A parody of an election

The logistical mayhem involved in all aspects of the election process and the utter lack of security are among the many obstacles and grounds for questions that will haunt the results for decades to come. And this is to ignore the congenital defect of a sloppy election conceived by, and under, military occupation and lacking even the façade of any international body that might guarantee its legitimacy. [...] That the international monitors who are supposed to ensure the fairness of these elections will carry out their task in Amman, Jordan, hundreds of miles away from the Iraqi border, underlines just what a parody is going on.

[...]

The irony of ironies is that distance seems to endow the electorate with added weight. Iraqis living in, for example, London or Detroit, most of whom are unlikely to return to Iraq anytime soon, if at all, can have a say in these elections.
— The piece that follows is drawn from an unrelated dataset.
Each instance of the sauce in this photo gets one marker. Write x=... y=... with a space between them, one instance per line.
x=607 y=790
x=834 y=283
But many of those living (and dying) in Falluja, Mosul and other towns and cities in the provinces lumped under the so-called Sunni triangle, and who are much more likely to be immediately affected by the results of these elections than those of us living abroad, will not be able to vote even if they want to do so.

[...]

It is not only Fallujans, Mosulites or even predominantly Sunnis who will boycott the elections or be unable to vote. There is a very diverse and representative block of voters, numbering almost 100,000, none of whom will cast a single ballot. The dead, unless they live in Florida, cannot vote.

[...]

The United States is "not interested" -- those were Colin Powell's words -- in the numbers of civilian deaths.

"We don't do body counts," said General Tommy Franks, the war hero.

Not only that, the Iraqi Health Ministry was ordered to stop its own count. What else would one expect from a government that works very hard to shield the citizenry from the sight of its own soldiers' coffins returning home.

[...]

I [...] sometimes silently address the 100,000 dead Iraqi civilians: Had you been birds, your disappearance might have caused much more outrage. You could have flown en masse over a metropolis and clouded its skies for a few hours in protest. Meteorologists and bird- watchers surely would have noticed. Had you been trees, you would have made a beautiful forest the destruction of which would have been deemed a crime against the planet. Had you been words, you would have formed a precious book or manuscript the loss of which would be mourned across the world. But you are none of these. And you had to pass quietly and uneventfully. No one will campaign for you in these elections. No one cares to represent you. No absentee ballots have been issued or sent. You will have to wait decades for a monument, or a tiny museum. If you are lucky in provoking retroactive guilt your names will be inscribed on a wall somewhere. But until then, you may welcome more to your midst and form a vast silent chorus of ghosts, condemning the spectators and the actors.